A spouse may be unwilling to share some of the cash in their wallet or purse because he or she doesn’t want to be short. A mate may justify borrowing or spending money on what he or she wants but "can’t afford" to incur debt for what the other spouse wants to buy. Partners are willing to be helpful but are reluctant to sacrifice.

The subtle message, "You are not a top priority" is sent. A spouse learns that he or she is not important to the person he or she wants to be important to. After time, he or she may learn to seek importance in other places, such as in a job, children or friendships.

Commitment. A committed relationship is based on a willingness of each spouse to allow unlimited access to his or her resources, even when it is inconvenient. Poduska defines unlimited access as, "If I have it and you need it, then it's yours."

There is trust in the basic fairness, balance and equality of the relationship. Each partner is vulnerable to the other, trusting that his or her partner will not exploit or misuse family resources.

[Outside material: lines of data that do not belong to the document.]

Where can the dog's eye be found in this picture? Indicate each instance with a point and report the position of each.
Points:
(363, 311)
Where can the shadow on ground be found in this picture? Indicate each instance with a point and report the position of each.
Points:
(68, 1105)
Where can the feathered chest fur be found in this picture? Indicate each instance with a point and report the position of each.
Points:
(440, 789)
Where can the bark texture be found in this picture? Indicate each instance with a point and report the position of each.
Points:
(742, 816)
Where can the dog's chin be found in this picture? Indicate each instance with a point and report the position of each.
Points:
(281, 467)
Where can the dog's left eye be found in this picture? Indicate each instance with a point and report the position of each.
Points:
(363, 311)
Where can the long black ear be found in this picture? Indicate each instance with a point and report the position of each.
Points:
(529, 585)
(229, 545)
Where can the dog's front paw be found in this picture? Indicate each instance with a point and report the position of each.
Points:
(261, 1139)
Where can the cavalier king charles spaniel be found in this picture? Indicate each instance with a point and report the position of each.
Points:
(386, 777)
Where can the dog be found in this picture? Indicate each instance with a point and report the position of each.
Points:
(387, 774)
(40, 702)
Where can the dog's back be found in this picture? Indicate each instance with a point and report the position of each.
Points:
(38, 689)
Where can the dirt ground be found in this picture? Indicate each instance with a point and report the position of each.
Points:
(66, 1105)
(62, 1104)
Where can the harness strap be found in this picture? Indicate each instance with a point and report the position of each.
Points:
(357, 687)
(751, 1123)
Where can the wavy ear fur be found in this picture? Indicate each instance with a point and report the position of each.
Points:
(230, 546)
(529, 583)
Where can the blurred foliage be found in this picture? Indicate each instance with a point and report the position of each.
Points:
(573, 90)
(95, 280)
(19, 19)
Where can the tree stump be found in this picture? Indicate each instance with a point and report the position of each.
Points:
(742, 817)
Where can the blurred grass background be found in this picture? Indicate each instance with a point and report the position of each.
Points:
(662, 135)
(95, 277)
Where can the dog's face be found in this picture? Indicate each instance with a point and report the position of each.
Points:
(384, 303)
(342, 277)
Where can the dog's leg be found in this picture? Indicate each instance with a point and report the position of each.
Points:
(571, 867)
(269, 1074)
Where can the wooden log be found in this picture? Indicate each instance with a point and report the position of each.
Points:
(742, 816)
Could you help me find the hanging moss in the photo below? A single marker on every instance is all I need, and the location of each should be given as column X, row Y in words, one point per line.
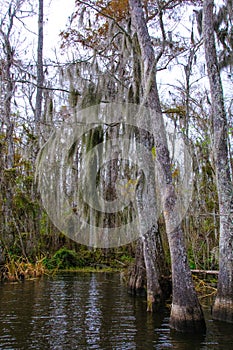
column 91, row 96
column 73, row 97
column 95, row 137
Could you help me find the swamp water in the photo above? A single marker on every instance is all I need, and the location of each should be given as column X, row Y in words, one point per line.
column 92, row 311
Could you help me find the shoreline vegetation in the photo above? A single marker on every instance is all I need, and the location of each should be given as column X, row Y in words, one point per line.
column 18, row 269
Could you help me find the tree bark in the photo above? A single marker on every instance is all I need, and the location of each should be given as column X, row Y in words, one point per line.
column 223, row 305
column 40, row 73
column 186, row 312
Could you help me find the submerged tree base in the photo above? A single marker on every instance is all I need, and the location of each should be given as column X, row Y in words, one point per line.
column 187, row 319
column 223, row 310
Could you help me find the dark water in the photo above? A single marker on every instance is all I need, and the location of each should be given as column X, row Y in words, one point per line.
column 91, row 311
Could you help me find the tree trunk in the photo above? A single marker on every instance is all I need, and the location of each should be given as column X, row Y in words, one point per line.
column 186, row 313
column 223, row 305
column 40, row 73
column 137, row 274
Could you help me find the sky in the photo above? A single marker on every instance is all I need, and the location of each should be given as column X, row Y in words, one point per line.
column 56, row 13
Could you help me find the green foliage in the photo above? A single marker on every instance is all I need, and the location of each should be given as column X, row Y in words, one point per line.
column 64, row 259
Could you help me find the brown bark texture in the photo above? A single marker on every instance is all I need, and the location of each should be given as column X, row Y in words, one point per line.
column 223, row 306
column 186, row 312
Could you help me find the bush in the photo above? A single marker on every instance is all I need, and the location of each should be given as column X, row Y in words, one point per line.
column 65, row 259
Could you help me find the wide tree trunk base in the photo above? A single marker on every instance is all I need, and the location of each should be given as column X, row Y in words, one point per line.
column 187, row 319
column 223, row 310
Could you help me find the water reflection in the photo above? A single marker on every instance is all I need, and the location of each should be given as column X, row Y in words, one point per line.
column 91, row 311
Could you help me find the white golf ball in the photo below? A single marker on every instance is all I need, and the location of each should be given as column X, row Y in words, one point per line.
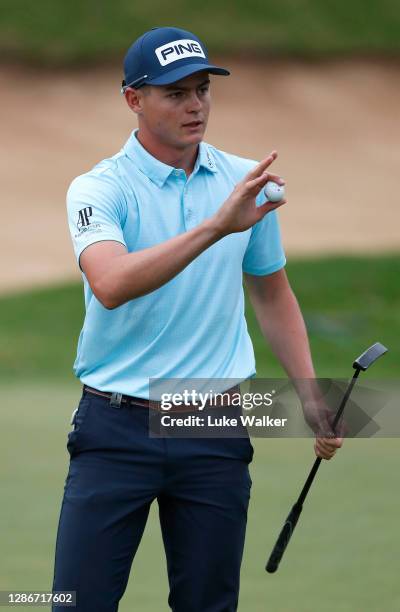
column 274, row 192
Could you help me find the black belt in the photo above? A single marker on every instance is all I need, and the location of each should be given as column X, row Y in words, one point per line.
column 220, row 400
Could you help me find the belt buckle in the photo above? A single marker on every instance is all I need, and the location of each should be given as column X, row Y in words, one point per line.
column 115, row 400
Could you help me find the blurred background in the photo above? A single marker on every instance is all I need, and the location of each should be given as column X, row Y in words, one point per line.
column 319, row 81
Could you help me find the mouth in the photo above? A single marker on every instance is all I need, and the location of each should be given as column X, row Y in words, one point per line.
column 193, row 124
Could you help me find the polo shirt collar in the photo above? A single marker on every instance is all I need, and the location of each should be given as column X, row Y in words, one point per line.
column 156, row 170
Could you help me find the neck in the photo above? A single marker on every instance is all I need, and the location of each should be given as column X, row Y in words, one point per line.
column 184, row 158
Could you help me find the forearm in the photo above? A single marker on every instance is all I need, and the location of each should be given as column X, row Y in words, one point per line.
column 131, row 275
column 283, row 327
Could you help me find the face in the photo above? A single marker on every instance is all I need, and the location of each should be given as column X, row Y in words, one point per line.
column 175, row 115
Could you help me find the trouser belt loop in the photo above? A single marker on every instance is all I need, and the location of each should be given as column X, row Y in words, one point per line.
column 115, row 400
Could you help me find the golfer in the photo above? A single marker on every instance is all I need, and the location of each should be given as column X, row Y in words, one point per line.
column 163, row 232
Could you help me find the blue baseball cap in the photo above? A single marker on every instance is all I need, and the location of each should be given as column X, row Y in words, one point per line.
column 165, row 55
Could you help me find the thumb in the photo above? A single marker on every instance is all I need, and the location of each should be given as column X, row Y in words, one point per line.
column 267, row 207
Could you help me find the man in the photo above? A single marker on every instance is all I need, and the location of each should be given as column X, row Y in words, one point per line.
column 162, row 232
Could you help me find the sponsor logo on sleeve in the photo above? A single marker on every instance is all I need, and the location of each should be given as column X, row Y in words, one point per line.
column 178, row 49
column 84, row 222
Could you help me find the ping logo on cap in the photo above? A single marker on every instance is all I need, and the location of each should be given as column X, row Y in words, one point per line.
column 178, row 49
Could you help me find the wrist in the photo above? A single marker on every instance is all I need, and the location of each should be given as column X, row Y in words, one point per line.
column 216, row 228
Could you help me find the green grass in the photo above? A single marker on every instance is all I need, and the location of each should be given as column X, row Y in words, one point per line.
column 64, row 33
column 348, row 303
column 343, row 556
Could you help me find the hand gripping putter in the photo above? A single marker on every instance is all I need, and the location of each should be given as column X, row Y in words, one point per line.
column 361, row 364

Reciprocity is the basic minimum for a good relationship. One’s own needs don't take precedence over a partner's needs. There is not a one way drain of resources. Couples monitor prices of things and agree on expenditures may be extreme.

Charity. This kind of relationship is based on a willingness to give without regard to equality or repayment. Charity has caring as a foundation. Giving is done without expectation of return. Each partner experiences joy in sacrificing in order to satisfy the needs on the other. No one keeps score.

The attitude is, "If you want it, it gives me pleasure to see that you have it." The benefit of the resources in the marriage may be unbalanced. It doesn't matter. It is fun to meet a partner’s needs. One’s own needs don’t matter as much.

Devotion. When a relationship is based on devotion, each partner actively seeks opportunities to serve the other. Instead of waiting to be asked, each spouse tries to anticipate the needs of the other and to meet those needs before they arise. This is an active, vigilant monitoring of their partner’s happiness. It is similar to the way a host monitors and anticipates a guest’s needs before he or she asks. Service is given freely and lovingly.

Examples include, "I thought you might need some time alone, so I took the children to the park." Or, "I thought you might be thirsty so I bought you some lemonade." Devotion applies to "time" or "attention" as resources that are even more important than money. In a marriage, devotion means knowing one’s partner and being ever mindful about him or her.

Increasing the amount of giving increases intimacy. This takes a change of heart from getting to giving. Besides giving, it takes a courageous willingness to be vulnerable. This requires an internal decision to expose oneself to hurt, loss, disappointment, or betrayal without guarantees of being loved back. It is a surrender of power of control over another’s love - a willingness to trust that your needs will be met without conditions.